Chevrolet Impala na każdym rogu
Zimy jeszcze nie ma, więc nadal można iść śladem wspomnień z tureckiej motoryzacji 🙂
U nas w Polsce rzadko kiedy można spotkać na drodze, albo w „bocznej uliczce” stary samochód. Tak jak owego dnia odnalazłam czerwoną Impalę. Taki samochód to rarytas dla rasowego motomaniaka, jak Ja 😉 To dopiero wrażenia, które na długo pozostają w pamięci.
Po warsztatach
Dzielnica warsztatów o była fantastyczna przygoda.
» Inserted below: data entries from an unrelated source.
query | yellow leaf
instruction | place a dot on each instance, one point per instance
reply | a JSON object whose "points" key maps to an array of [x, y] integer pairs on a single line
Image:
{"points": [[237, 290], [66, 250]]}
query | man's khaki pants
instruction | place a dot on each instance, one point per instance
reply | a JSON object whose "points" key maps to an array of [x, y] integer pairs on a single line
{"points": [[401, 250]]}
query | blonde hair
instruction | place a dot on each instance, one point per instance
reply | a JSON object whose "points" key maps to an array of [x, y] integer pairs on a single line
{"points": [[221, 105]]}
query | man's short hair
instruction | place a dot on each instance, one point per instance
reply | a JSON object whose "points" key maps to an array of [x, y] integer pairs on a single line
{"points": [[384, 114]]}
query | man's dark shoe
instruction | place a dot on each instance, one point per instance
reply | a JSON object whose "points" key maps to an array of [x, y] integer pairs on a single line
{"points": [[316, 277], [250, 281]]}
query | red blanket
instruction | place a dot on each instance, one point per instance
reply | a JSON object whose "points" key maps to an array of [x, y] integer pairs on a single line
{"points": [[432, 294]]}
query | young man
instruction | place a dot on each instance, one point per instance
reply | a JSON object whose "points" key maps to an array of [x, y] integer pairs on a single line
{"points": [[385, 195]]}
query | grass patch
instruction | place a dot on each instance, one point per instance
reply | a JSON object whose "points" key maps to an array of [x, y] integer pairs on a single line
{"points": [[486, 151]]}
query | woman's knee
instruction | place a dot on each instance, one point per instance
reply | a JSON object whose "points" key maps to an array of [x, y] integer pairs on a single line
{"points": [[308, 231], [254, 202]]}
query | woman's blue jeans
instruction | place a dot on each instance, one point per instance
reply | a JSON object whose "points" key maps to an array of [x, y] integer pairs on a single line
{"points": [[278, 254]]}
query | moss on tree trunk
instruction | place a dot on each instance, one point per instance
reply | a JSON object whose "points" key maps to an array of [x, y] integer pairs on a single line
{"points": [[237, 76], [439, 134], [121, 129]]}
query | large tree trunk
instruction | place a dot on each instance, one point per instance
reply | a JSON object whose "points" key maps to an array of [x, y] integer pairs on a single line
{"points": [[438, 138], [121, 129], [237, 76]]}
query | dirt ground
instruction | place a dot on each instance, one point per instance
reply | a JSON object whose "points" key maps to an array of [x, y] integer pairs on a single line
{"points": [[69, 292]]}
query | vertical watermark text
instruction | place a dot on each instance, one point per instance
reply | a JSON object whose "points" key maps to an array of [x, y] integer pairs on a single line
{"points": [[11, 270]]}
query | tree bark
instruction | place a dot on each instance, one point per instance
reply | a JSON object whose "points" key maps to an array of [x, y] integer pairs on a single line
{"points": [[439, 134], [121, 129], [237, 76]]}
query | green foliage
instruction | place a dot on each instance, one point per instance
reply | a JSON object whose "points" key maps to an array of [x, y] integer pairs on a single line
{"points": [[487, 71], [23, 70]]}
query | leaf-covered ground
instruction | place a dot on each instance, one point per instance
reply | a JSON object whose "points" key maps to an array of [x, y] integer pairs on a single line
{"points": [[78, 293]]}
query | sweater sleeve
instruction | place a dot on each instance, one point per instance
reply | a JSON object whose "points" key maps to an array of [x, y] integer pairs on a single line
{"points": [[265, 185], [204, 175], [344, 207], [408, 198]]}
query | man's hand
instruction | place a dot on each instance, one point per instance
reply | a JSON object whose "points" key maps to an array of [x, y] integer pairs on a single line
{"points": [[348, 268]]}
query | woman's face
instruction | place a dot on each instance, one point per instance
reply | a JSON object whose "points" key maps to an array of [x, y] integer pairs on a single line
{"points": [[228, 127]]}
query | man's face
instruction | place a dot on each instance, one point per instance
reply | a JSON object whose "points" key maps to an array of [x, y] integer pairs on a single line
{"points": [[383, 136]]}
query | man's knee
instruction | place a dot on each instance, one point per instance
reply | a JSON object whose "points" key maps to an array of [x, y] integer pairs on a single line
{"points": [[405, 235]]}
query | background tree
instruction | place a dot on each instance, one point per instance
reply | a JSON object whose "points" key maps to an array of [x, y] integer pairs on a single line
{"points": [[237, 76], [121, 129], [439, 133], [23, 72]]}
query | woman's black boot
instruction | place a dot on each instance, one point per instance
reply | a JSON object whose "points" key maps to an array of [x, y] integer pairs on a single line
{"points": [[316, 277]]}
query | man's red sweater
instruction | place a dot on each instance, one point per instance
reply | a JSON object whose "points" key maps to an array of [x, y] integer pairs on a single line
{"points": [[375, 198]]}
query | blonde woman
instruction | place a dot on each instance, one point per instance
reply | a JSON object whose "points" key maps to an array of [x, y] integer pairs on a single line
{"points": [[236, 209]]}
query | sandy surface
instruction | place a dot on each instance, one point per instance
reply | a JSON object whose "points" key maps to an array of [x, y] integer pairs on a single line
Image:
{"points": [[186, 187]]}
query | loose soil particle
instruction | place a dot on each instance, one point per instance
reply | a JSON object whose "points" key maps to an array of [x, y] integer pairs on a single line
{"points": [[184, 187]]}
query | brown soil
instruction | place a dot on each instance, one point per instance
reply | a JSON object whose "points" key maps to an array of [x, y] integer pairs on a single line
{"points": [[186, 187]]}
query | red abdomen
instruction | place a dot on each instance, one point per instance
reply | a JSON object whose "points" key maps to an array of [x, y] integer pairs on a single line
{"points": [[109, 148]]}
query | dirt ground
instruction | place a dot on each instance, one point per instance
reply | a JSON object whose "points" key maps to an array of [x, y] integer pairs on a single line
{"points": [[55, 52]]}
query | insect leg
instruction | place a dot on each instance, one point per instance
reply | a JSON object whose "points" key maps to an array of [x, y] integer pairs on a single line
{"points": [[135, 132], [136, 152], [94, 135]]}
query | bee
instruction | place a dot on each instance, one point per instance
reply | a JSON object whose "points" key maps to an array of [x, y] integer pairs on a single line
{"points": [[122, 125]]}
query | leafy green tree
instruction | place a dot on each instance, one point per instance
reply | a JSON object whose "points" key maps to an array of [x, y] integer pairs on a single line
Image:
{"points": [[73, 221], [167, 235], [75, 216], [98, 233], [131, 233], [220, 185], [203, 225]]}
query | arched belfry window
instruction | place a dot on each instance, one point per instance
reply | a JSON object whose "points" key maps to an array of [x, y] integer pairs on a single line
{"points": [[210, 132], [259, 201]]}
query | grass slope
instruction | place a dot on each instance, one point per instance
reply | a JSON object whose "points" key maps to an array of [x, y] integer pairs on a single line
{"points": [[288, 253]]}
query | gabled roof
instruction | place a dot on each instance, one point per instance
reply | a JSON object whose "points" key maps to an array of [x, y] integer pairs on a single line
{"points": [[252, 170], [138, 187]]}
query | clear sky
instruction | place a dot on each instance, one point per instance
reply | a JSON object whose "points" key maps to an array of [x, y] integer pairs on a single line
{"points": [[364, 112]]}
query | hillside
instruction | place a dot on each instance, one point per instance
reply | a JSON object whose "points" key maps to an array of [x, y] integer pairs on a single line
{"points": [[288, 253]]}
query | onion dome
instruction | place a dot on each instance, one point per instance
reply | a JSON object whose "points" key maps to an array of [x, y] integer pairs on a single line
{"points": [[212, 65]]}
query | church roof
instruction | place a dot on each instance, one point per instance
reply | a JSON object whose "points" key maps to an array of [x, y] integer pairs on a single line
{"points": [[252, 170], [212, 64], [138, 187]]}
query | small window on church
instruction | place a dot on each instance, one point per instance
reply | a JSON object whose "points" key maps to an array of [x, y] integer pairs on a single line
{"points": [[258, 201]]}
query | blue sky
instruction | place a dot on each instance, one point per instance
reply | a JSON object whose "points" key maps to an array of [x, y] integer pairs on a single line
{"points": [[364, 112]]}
Pewnie wydaje wam się, że w mojej galerii widzieliście już wszystko?! Ale nie! Tego rodzynka zostawiłam wam na deser warsztatowej wyprawy.
W jednym z boksów znalazłam niesamowity samochód. Niebieski metalic, błyszczał, lśnił tak, że trudno było oderwać wzrok i oko aparatu. Tylko kilka szybkich zdjęć udało się „upolować” dzięki uprzejmości panów mechaników, którzy zauważyli, że interesuje nas ten cudny okaz, Chevrolet Impala SS.
Samochód utrzymany dużo lepiej niż czerwona Impala, o której wpis był wcześniej. Silnik żaden tam brudas, tylko czyścioszek. Wnętrze wzbudzające zachwyt. Samochód można określić jednym słowem – „igła”. Ale nie taka prowizoryczna, lecz oryginalna. Było czego pozazdrościć.